The new capital, from angel investors Dr Tim Haggett, Grant Grosser, and Larry Lopez, takes total funding to $2.7m in three years.
The cloud-based web application will use the cash to expand nationally, grow its team and launch into several new industries.
SpaceDraft enables people to visually understand how objects, space and time can interact. Users can create and plan projects accurately in 2D, 3D and 4D on a digital, shareable canvas.
Film production manager Lucy Cooke, a visual effects specialist, developed the idea for SpaceDraft while working on blockbuster productions such as Game of Thrones and Pirates of the Caribbean. She saw how cumbersome the pre-visualisation and shot planning process was and launched her startup in 2016.
“Despite having lots of resources at their fingertips, I watched directors and actors plot out scenes with toy cars and figurines,” she said.

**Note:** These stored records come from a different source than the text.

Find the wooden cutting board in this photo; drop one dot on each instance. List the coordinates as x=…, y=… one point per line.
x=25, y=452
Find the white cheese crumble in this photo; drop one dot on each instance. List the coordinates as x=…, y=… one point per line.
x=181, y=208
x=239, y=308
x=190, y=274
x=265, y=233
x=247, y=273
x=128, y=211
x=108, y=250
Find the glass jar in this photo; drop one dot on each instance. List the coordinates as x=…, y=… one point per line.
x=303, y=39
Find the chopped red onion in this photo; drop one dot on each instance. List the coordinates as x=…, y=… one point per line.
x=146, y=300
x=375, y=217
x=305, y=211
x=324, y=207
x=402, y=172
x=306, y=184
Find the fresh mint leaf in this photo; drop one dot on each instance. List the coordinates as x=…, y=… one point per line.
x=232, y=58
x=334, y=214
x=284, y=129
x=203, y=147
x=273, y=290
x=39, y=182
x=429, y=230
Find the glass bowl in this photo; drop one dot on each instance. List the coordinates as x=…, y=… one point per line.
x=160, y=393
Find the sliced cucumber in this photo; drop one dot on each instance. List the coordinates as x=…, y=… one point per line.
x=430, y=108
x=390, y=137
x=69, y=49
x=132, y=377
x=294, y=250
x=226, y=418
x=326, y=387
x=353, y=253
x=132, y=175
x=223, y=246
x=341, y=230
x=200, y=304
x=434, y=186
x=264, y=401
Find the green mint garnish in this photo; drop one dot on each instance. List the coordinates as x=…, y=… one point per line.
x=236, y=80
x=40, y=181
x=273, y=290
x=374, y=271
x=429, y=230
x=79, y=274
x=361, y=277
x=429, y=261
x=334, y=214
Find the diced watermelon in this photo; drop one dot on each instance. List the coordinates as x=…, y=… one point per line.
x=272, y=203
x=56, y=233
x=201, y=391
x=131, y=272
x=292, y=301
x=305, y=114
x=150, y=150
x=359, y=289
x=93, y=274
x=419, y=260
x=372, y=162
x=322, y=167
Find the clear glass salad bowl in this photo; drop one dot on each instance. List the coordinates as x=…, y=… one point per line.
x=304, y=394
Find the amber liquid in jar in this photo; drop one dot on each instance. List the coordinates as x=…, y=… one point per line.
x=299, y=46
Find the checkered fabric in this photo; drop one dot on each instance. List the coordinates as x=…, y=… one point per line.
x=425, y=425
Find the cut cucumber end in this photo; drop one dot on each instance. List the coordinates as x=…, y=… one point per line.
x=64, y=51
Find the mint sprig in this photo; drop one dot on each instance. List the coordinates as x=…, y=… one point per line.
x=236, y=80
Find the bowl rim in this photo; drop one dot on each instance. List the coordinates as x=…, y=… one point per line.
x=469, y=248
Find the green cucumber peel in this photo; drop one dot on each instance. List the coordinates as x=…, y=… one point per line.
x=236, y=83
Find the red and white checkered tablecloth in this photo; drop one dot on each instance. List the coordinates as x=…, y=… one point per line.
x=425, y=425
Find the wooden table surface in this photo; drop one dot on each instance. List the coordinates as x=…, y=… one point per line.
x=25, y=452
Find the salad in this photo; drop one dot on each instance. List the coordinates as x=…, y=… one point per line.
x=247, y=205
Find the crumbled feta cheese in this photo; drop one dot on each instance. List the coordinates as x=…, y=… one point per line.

“It sparked an idea to build a simple platform that could help anyone simulate any situation instantly. I thought if I could show how characters could interact with space over time, significant time and money could be saved. What I didn’t realise was how significant this need was across many industries.”
Evolving from its initial purpose as a planning tool, SpaceDraft is now used in several sectors, helping teams improve collaboration and communication.
Curtin University, Alcoa, Fugro, Landgate and several independent schools are using the platform for everything from classroom learning to gaming production, wedding planning, mining site coordination and even emergency service responses.
Cooke said SpaceDraft was designed to help people distill complex ideas in a very human way.
“My goal from day one has been to tell and show stories; to bring to life the who, what, when, where, why and how,” she said.
“We quickly expanded our focus beyond the film and television industry as we found that within every business there were people with different styles trying to create clarity and failing. Since then, we’ve gone from strength to strength — particularly in the edutech space.”
Cooke said students are using the software to design video games and plan major works.
“SpaceDraft enables people to express their creativity by minimising misunderstanding and maximising potential. It is a real-time collaboration tool that not only shows how a moment will play out, but what needs to happen to make that moment a success,” she said.
“When you consider the expense of shooting a scene, managing a site shutdown or executing a huge event, this is crucial. We’re enabling certainty and the possibilities within that are limitless.”
Tim Haggett, founder of WA’s Apollo Health, said Cooke is that one-in-a-million founder with vision and the determination.
“Of course, SpaceDraft as a product is also hard to ignore. At its most basic it is a very clever communication tool,” he said.
“Look a little deeper and it’s a platform that distills incredibly complex stuff very easily. It enables users to embed deep detail without confusing the core message, which is a hugely valuable offering.”
SBG Investment Trust director Grant Grosser said SpaceDraft also has the potential to be a Canva or Atlassian.
“It can be applied to almost any business vertical and solves problems felt within every organisation,” he said.
“Essentially the SpaceDraft platform enables minds’ eyes to meet, which is not something we’ve seen or experienced before. We can’t wait to see what Lucy achieves.”